If Alexis Tsipras, the Greek prime minister — who had flown in especially for the session — could accept the deal, or something close to it, the country would soon gain access to €7.2bn in bailout aid and avoid defaulting on its debts.
After the four-hour session, Mr Juncker thought he had a deal: Mr Tsipras had accepted new budget surplus targets that were tougher than Athens had hoped but lower than the existing bailout programme. Mr Tsipras disagreed with raising taxes on energy and many of the pension cuts, but agreed to return with a counter-proposal that would identify cuts elsewhere to make up the difference.
Since that moment last Wednesday, however, the putative agreement has fast unravelled.
Members of Mr Tsipras’s radical Syriza party angrily denounced the plan as soon as they caught wind of the details. Faced with a political firestorm back home in Athens, Mr Tsipras cancelled a follow-on meeting with Mr Juncker and instead delivered a strident rejection of the plan before the Greek parliament, calling it “absurd” and containing “irrational, blackmailing demands”.
Adding insult to injury, Mr Tsipras opted to delay a €300m payment due the same day to the International Monetary Fund — even though he had told his creditors he would not do so. Christine Lagarde, the IMF managing director, was caught out, having just hours earlier assured the public that Athens would make the payment.
For many Europeans, attitudes hardened during a weekend summit in Bavaria of leaders of the Group of Seven leading industrialised economies, according to a senior official. During a closed-door session, Barack Obama told EU leaders he was sympathetic to their difficulties with Athens — a sharp change for the US president, who has in the past used G7 and G20 summits to prod Europeans to be more magnanimous.
When a Greek counter-offer finally arrived — hand-delivered on Monday evening by some of Mr Tsipras’s closest advisers, including Nikos Pappas, his long-time political aide-de-camp — EU officials were stunned. Instead of proposing a redistribution of cuts, as Mr Tsipras had promised, Athens wanted to renegotiate lower budget surpluses.
“The disappointment in the incompetence and deviousness is immense,” fumed one senior eurozone official. Mr Juncker, incensed at what he viewed as Mr Tsipras’s double-dealing, told a meeting of his fellow commissioners in Strasbourg earlier this week that Greece had “lost the European Commission”. Interactive graphic
On Thursday, hours after Mr Tsipras held an inconclusive, late-night meeting with his French and German counterparts in Brussels, the IMF finally intervened. It announced it was pulling its technical team out of the talks — a move intended to inject urgency into the negotiations. The gesture arose out of frustration with what one official described as an “air of unreality” around the talks.
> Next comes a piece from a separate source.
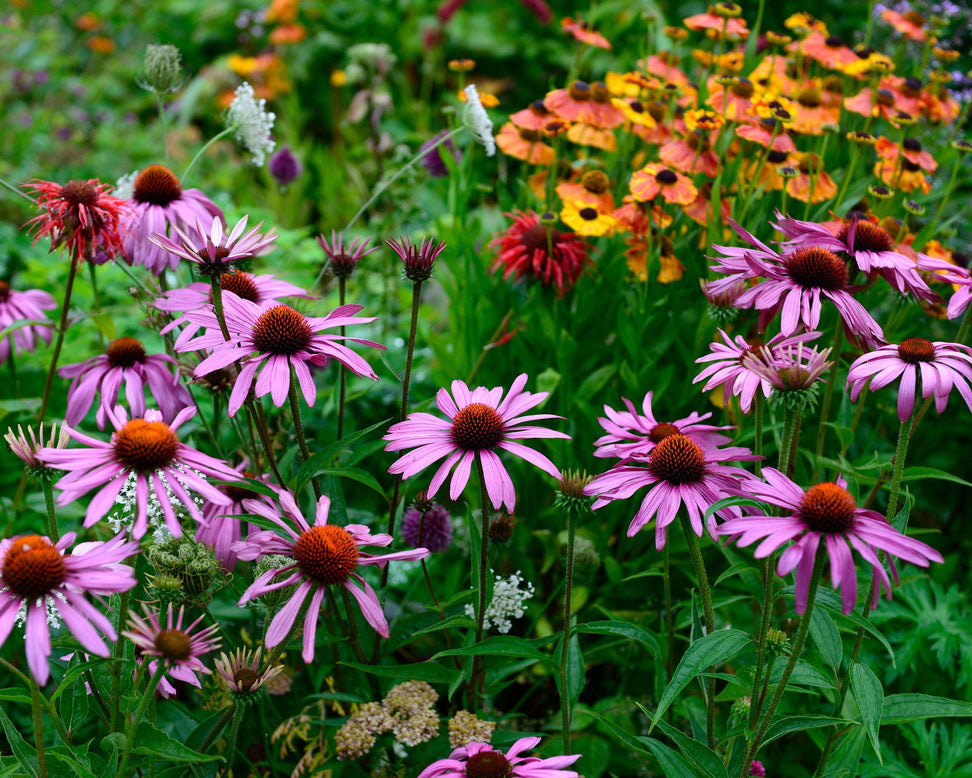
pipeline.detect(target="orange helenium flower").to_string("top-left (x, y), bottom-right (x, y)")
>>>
top-left (496, 123), bottom-right (555, 165)
top-left (630, 163), bottom-right (698, 205)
Since Monday, team members had not held a single meeting with their Greek counterparts, according to one official.
The prospect of the IMF leaving the bargaining table is particularly troubling for Berlin. It has been adamant throughout the crisis that the fund — whose technical skills and rigour it values over those of the commission — should remain fully involved in the talks
The IMF’s concerns grew in part because of the increasingly political nature of the discussions. Gerry Rice, a spokesman for the fund, said on Thursday that the key sticking points remained pensions, taxes and Greece’s financing needs.
But the IMF is also frustrated that the European side has been unwilling to address the issue of Greece’s debt pile seriously.
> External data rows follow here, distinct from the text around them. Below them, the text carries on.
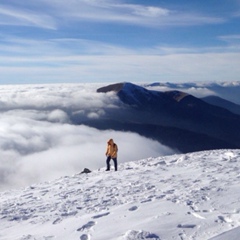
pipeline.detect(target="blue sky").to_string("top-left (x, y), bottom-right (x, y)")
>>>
top-left (0, 0), bottom-right (240, 84)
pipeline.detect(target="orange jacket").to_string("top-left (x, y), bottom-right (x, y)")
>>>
top-left (106, 139), bottom-right (118, 158)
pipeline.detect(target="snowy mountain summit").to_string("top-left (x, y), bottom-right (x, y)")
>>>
top-left (1, 149), bottom-right (240, 240)
top-left (96, 82), bottom-right (240, 153)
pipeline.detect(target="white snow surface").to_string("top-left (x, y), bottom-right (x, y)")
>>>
top-left (1, 149), bottom-right (240, 240)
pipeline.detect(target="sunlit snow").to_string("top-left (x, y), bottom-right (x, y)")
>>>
top-left (1, 149), bottom-right (240, 240)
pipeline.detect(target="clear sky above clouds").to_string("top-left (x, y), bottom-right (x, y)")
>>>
top-left (0, 0), bottom-right (240, 84)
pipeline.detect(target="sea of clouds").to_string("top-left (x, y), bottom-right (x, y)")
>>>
top-left (0, 83), bottom-right (175, 190)
top-left (0, 81), bottom-right (239, 190)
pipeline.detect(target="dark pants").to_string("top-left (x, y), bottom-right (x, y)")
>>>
top-left (106, 156), bottom-right (117, 171)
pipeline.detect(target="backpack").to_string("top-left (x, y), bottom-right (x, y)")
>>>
top-left (113, 143), bottom-right (118, 152)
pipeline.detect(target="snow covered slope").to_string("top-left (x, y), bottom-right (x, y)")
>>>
top-left (1, 149), bottom-right (240, 240)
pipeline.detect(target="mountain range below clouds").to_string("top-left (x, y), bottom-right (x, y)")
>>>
top-left (0, 81), bottom-right (239, 190)
top-left (86, 82), bottom-right (240, 153)
top-left (201, 96), bottom-right (240, 116)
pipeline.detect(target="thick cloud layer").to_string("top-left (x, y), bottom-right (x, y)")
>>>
top-left (0, 83), bottom-right (175, 190)
top-left (0, 121), bottom-right (172, 190)
top-left (1, 81), bottom-right (238, 190)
According to the IMF’s calculations, putting the Greek economy on a sustainable path now requires — at the very least — an extension of the maturities on Greece’s outstanding debts. But European officials, wary of public opinion, have been reluctant to discuss even that.
In Athens, reaction to news of the IMF pullout was subdued. A government spokesman said the Greek side wanted to continue negotiations with the aim of striking a deal “even within hours”, but did not explain how talks would resume without the IMF representatives at the table.
Just as tempers have flared in Brussels, tensions within Syriza have also mounted this week. Some members of the prime minister’s more moderate faction are suggesting that Greece should break off talks with the creditors rather than accept pension and labour market reforms that would contradict Syriza’s official platform.
Since April, the government has kept alive hopes of a deal with weekly promises that it would be agreed “within a few days” — a strategy aimed at soothing public opinion and averting a bank run that could trigger a financial collapse.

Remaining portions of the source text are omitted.